These pre-built arrays are passed into apply_spatial_kernel_migration during migration.
5.3 Migration Phase (Inside Numba prange)
for src in prange(n_demes):
kid = deme_kernel_ids[src] # table lookup
nnz_k = kernel_nnzs[kid] # number of valid neighbors for this kernel
total_k = kernel_total_sums[kid] # total weight for this kernel
# Build migration row using this kernel's offset table
_build_source_kernel_sparse_row(
...,
d_row=kernel_d_row[kid],
d_col=kernel_d_col[kid],
weights=kernel_weights[kid],
kernel_nnz=nnz_k,
kernel_total_sum=total_k,
...
)
This approach does not pre-build an O(n_demes²) dense adjacency matrix; each source deme constructs its sparse migration row on demand within prange.
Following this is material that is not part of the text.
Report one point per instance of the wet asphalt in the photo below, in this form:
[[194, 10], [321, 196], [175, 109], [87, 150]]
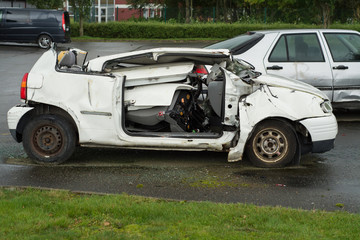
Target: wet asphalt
[[329, 181]]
6. Comparison with Adjacency Mode
| Dimension | Adjacency Mode | Kernel Mode |
|---|---|---|
| Data structure | Dense (n, n) matrix or CSR |
Compact offset table (nnz,) |
| Space complexity | O(n²) or O(nnz) | O(kernel_nnz) |
| Migration row construction | Pre-built for all | On-demand (inside prange) |
| Topology awareness | Indirectly via adjacency matrix | Directly using grid coordinates + offsets |
| Boundary handling | Pre-encoded in the matrix | Runtime decision (wrap/clip) |
| Heterogeneous kernels | Not supported (or requires pre-built n² dense matrix) | Per-kernel grouped offset tables |
For large-scale grids (e.g., 501×501 = 251001 demes), kernel mode avoids the storage and access overhead of an O(n²) adjacency matrix.
7. Key Decisions and Edge Cases
7.1 kernel_include_center
True: the source deme itself is also a migration target (self-loop)False(default): the kernel center is excluded, migration only goes to neighbors
7.2 Zero Weight Handling
Entries in the kernel with weight <= 0 are skipped during offset table construction and do not participate in subsequent calculations.
7.3 Early Return for rate <= 0
When migration_rate <= 0, apply_spatial_kernel_migration directly returns the input state without performing any computation.
7.4 Thread Safety
All mutable intermediate results (output tensors, sparse row buffers, distribution arrays) are allocated per thread. They are merged via deterministic addition (not atomic operations), ensuring reproducibility.
7.5 Floating Point Drift Handling
Virgin female count = female_total - stored_total, both from float64 arrays; subtraction can produce very small negative values. Truncation with tolerance ensures non-negativity:
virgin_count = female_total - stored_total
if virgin_count < 0.0 and abs(virgin_count) < 1e-10:
virgin_count = 0.0
8. Related Files
| File | Content |
|---|---|
src/natal/kernels/migration/kernel.py |
_build_kernel_offset_table, _build_source_kernel_sparse_row, apply_spatial_kernel_migration |
src/natal/kernels/migration/adjacency.py |
migrate_scalar_bucket, migrate_sperm_bucket |
src/natal/kernels/spatial_migration_kernels.py |
run_spatial_migration, apply_spatial_adjacency_migration (dispatch entry points) |
src/natal/spatial_population.py |
_build_heterogeneous_kernel_arrays, runtime scheduling |
src/natal/kernels/templates/spatial_lifecycle_*.tmpl.py |
Code generation templates (calling run_spatial_migration in the njit path) |